Made with great authenticity, both films represent classic works in the war film genre to this day. Were it not for the stunning success of Platoon , which had the benefit of being released slightly earlier, the hype for Full Metal Jacket would not have been so great. Given that Full Metal Jacket also received poor reviews, mainly in regard to its somewhat confusing and abnormal plot, and that its realistic violence and depravity exacerbated the freshly induced American sentiment on the war in Vietnam by its predecessor; it can be seen why the film couldn’t quite match the buzz created for it by Platoon , and was considered a mild cinematic flop in the 1980’s.

Works Cited:
A Tour of the Inferno: Platoon Revisited. Charles Kiselyak, Jeff McQueen. MGM Home Entertainment, 2001. DVD.
“About Me”. The Oliver Stone Experience . NKD. Web. 7 April, 2017.

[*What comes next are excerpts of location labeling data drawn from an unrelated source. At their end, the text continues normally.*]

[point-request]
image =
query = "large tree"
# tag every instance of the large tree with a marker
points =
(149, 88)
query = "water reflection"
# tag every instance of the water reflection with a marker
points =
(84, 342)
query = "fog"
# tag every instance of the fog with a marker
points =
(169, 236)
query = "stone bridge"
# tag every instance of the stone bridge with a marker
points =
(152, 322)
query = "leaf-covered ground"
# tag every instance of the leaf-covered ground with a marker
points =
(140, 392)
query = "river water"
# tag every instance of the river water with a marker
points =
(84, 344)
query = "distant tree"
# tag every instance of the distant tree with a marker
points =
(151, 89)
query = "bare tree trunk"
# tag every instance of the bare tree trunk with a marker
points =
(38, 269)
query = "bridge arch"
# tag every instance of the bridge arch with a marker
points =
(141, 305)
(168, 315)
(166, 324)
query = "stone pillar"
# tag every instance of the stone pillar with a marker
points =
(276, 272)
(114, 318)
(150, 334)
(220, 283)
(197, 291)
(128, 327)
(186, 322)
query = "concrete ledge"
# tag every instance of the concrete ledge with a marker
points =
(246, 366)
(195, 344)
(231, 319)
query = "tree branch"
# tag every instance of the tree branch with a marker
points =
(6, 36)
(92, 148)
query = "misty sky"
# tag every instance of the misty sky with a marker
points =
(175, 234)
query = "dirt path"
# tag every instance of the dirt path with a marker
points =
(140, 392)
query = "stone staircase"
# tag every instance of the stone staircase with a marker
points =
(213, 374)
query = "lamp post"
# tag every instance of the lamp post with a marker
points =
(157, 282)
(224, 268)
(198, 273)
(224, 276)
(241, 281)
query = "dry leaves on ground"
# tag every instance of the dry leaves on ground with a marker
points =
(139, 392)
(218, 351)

Clark, Doug. “‘Gunny’ has a terrifying bark, but he won’t bite”. The Spokesman-Review . 31
August, 2010. Web. 11 April, 2017.
Ebert, Roger. “Full Metal Jacket”. RogerEbert.com . 26 June, 1987. Web. 12 April, 2017.
“Full Metal Jacket”. Internet Movie Database . 2017. Web. 8 April, 2017.
Full Metal Jacket. Stanley Kubrick. Warner Brothers, 1987. DVD.
Lewis, Jon. American Film: A History. W. W. Norton & Company, Inc. New York, 2008. Print. “Platoon”. Internet Movie Database. 2017. Web. 8 April, 2017.
Platoon. Oliver Stone. MGM Home Entertainment, 1986. DVD
“The Jungian Thing: Duality in Full Metal Jacket”. The Kubrick Site . 2014. Web. 9 April, 2017.